The aim of the bills is to curb access to overseas websites that sell pirated films, music, and other copyrighted content — U.S. companies would be barred from doing business with these sites.
But Internet sites and tech companies argue that the proposals are so heavy-handed they would undermine innovation and free-speech rights, while also compromising the function of the Internet.
Wikipedia, the world’s free online encyclopedia, shut down for a day on January 18 in protest. Google and others used black censorship bars to draw attention to details in the draft laws.
Bill’s Sponsors Start Backtracking
As a result, a deluge of Internet users urged their lawmakers to drop their support.
Senator Marco Rubio, a Republican from Florida who co-sponsored PIPA, says he has decided to withdraw his support for the bill. Rubio urged Democratic Senate Majority leader Harry Reid of Nevada to delay plans to introduce the bill for a vote in the weeks ahead.
Other U.S. senators who say they are dropping support for PIPA include Republicans Roy Blunt of Missouri, Chuck Grassley of Iowa, Orrin Hatch from Utah, John Boozman from Arkansas and John Cornyn of Texas.

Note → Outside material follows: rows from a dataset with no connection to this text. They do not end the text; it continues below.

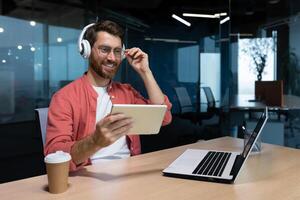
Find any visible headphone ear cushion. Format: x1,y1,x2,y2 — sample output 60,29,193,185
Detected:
121,44,126,60
81,39,91,59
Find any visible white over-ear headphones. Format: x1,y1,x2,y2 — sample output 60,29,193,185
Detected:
78,23,126,60
78,23,95,59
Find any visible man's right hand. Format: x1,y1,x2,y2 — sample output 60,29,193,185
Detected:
92,113,133,148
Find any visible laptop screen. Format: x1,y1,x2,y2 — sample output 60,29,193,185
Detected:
241,109,268,158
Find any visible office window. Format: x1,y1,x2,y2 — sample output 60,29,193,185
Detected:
200,53,221,111
0,16,44,122
48,25,87,95
177,45,199,83
0,16,86,123
238,37,276,94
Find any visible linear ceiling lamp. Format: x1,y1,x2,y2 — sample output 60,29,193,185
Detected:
171,14,191,27
183,13,216,18
215,12,227,17
183,12,227,19
144,37,197,44
220,16,230,24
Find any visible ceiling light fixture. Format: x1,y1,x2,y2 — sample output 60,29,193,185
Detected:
30,20,36,26
218,13,227,16
220,16,230,24
183,12,227,19
214,13,228,18
57,37,63,43
183,13,216,18
0,27,4,33
145,37,197,44
172,14,191,27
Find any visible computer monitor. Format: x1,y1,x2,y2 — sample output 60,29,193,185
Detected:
255,80,283,107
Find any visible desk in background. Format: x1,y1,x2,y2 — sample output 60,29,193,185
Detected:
1,137,300,200
225,94,300,145
230,94,300,111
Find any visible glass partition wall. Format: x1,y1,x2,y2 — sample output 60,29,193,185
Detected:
230,0,300,148
231,0,300,97
0,16,87,123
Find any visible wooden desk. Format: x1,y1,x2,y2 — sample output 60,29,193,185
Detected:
1,137,300,200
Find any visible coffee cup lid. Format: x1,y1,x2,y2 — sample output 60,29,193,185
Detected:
44,151,71,164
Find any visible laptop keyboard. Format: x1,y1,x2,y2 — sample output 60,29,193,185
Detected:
192,151,231,177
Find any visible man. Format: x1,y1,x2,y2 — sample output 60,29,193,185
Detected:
44,20,172,171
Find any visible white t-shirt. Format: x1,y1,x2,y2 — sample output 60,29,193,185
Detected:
90,86,130,164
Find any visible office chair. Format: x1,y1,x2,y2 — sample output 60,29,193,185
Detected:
174,86,218,124
174,86,198,124
174,87,194,112
201,86,218,117
35,108,48,146
174,86,221,140
200,86,222,139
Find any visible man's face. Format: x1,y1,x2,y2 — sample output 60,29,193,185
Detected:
89,31,123,79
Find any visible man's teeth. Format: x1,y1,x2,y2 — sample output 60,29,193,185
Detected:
105,64,114,68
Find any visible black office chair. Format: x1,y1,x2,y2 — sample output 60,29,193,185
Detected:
174,86,218,124
200,86,222,139
174,86,198,124
174,87,194,112
174,86,221,140
201,86,219,117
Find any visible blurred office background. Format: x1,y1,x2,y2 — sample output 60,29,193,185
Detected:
1,0,300,183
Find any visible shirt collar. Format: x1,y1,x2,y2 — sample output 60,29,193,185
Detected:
82,72,114,94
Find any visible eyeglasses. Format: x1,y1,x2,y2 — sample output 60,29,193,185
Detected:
97,45,124,59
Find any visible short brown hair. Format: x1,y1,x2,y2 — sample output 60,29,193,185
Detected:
84,20,124,48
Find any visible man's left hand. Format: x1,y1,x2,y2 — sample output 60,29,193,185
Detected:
125,47,151,75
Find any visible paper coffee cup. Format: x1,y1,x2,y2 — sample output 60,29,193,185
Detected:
44,151,71,194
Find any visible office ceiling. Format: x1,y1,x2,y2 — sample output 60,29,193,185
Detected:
1,0,296,34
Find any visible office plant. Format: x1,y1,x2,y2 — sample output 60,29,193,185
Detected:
241,38,274,81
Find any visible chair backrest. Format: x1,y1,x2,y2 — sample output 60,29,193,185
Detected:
202,87,216,110
35,108,48,146
174,87,194,113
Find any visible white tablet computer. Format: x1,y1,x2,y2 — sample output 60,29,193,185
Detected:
110,104,167,135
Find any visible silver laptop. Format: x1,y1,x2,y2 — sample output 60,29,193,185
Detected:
163,107,268,184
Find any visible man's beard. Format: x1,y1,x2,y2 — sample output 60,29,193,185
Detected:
90,59,119,79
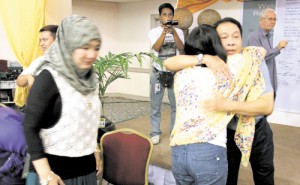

Senator Cornyn said it is “better to get this done right rather than fast and wrong.” Stealing content is theft, plain and simple, but concerns about unintended damage to the Internet and innovation in the tech sector require a more thoughtful balance, which will take more time.”
Legislation ‘Could Damage Internet Architecture’
Andrew Rasiej, chairman of the group New York Tech Meetup, helped organize a street protest against the bills in front of the New York offices of U.S. Senators Chuck Schumer and Kirsten Billibrand.
“Congress, at the behest of moneyed special interest representing copyright-holding industries, is proposing to redesign the Internet in a way that is detrimental to our industry and to the open web,” he said.
“If they are successful, they will not only stifle innovation and investment in emerging technology companies in New York and elsewhere, they will irrevocably damage the architecture on the Internet so as to embolden censorship around the world.”
Protester Ian Bassin noted that if the bills are passed in their current form, entire websites could be shut down for a single copyright infraction uploaded by any user of the page.
“I think it sends the wrong signal to give the government the ability to shut down websites,” he said. “The web should be a free medium that promotes democracy around the world. When America is trying to convince China and Iran that they shouldn’t be shutting down the web, we shouldn’t be setting a bad example.”
The White House has said it, too, has reservations about the legislation.